International wurde der Vorgang scharf kritisiert. Die New York Times sprach von „gezielter Desinformation zur Kriegsverlängerung“, Le Monde bezeichnete ihn als „Manipulationsskandal, der von israelischen Regierungsstellen gesteuert wurde“ .
Eli Feldstein, Netanjahus Pressesprecher ohne Sicherheitsfreigabe, soll das Papier an BILD weitergeleitet haben. Er wurde festgenommen, ebenso mehrere IDF‑Offiziere, die an der Übergabe beteiligt gewesen sein sollen. Die Anklage wirft ihnen vor, Geheimdokumente zur Beeinflussung der öffentlichen Meinung und zum Bruch der Waffenruhegespräche verwendet zu haben. Netanjahu selbst wies eine direkte Verwicklung zurück, doch sein Umfeld und die politische Sprache folgten exakt der durch den Leak vorgegebenen Linie: Wer eine Waffenruhe fordert, unterstütze in Wahrheit die Hamas.
Die ehemalige Fatah‑Kommunikationsberaterin Lina Al‑Khatib sagt dazu: „Diese Fälschungen sind strategisch, sie dienen nur einem Ziel: Der globalen Legitimation für Kriegsverbrechen an der Bevölkerung im Gazastreifen.“
Das Vorgehen hatte massive Folgen. In Israel wurde der Druck auf Netanyahu geringer. Skeptiker einer Waffenruhe wurden als „Helfer der Hamas“ gebrandmarkt. International sank der politische Druck auf Tel Aviv, den Genozid zu beenden. Menschenrechtsorganisationen warnen seither: Solche Täuschungsmanöver unterminieren jede Grundlage für Verhandlungen und schützen weiter Zivilisten nicht.
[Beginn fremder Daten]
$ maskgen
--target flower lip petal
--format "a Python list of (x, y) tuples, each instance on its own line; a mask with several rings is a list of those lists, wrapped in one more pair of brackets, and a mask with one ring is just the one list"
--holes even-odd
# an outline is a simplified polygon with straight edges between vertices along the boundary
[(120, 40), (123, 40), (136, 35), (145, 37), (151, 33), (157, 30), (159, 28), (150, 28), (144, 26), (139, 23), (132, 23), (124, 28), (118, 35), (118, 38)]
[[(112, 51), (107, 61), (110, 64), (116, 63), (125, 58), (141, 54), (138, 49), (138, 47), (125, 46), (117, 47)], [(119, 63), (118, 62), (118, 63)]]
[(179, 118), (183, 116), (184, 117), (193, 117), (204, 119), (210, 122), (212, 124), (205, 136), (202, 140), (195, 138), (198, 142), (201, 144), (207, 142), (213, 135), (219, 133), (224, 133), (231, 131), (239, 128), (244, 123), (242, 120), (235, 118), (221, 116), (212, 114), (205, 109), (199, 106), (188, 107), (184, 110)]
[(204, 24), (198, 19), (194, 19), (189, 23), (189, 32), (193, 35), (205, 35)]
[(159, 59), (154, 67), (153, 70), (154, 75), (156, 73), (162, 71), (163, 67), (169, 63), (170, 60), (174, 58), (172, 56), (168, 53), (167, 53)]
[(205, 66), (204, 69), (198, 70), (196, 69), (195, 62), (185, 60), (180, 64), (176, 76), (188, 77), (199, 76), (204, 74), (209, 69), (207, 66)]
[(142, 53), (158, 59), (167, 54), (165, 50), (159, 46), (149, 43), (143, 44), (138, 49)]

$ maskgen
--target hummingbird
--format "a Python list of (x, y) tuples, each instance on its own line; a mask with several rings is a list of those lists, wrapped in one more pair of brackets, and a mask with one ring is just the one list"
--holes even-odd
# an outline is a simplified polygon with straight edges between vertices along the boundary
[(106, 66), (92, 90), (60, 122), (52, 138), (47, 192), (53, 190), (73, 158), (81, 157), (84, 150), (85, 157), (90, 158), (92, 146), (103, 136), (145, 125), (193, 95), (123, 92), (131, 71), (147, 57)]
Deutsche Medien halfen aktiv dabei mit, dass Netanyahu Israels Genozid in Gaza fortsetzen kann. Durch Verbreitung von Propaganda, die jede Grundlage für Verhandlungen angriff.
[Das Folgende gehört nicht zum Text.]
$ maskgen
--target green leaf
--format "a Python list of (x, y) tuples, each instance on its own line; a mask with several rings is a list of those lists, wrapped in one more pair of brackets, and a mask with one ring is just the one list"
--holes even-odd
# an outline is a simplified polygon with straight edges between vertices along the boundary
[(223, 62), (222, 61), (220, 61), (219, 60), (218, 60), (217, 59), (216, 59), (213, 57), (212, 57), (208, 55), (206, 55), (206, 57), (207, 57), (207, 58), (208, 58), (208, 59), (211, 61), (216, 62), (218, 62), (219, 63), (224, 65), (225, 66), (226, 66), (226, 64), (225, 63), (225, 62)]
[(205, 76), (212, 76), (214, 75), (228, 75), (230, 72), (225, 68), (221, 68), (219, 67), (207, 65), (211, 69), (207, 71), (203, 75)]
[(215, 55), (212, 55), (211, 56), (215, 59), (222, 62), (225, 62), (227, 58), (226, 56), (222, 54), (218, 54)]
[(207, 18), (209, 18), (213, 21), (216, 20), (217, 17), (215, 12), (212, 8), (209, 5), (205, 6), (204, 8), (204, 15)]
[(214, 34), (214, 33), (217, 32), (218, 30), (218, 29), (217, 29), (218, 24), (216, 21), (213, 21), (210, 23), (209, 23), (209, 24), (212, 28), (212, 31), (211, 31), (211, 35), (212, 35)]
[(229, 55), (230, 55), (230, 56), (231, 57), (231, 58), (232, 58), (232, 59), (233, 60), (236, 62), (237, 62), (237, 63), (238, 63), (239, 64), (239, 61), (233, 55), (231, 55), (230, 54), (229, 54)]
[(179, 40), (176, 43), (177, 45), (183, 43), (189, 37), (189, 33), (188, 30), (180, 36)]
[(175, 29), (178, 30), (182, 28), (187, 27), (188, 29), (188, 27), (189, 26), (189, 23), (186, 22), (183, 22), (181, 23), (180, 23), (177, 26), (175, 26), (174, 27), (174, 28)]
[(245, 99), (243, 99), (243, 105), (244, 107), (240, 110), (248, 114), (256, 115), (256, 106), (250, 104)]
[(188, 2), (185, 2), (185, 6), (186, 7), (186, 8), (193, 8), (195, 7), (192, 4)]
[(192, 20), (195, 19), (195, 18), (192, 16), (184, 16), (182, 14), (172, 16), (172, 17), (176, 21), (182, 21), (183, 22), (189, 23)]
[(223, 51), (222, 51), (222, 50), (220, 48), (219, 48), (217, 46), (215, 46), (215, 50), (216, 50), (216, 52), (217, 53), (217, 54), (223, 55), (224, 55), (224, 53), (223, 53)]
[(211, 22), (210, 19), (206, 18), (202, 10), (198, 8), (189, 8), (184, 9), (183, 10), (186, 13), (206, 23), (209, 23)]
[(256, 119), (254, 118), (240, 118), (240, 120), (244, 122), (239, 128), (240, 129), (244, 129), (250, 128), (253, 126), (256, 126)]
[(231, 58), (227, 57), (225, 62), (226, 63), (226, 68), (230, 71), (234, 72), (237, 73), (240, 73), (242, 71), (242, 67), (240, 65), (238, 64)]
Insgesamt fügt sich der Fall nahtlos in ein größeres Muster medialer Manipulation: Die Gaza‑Kriegsberichterstattung ist geprägt von einer Welle an Desinformationen, in der Regierungen, Medien und Einflussgruppen künstlich Narrative formen. Den Preis zahlen schutzlose Zivilisten in Gaza. Man muss es in aller Deutlichkeit sagen: Damit machen sich deutsche Medien potenziell mitschuldig an einem Genozid.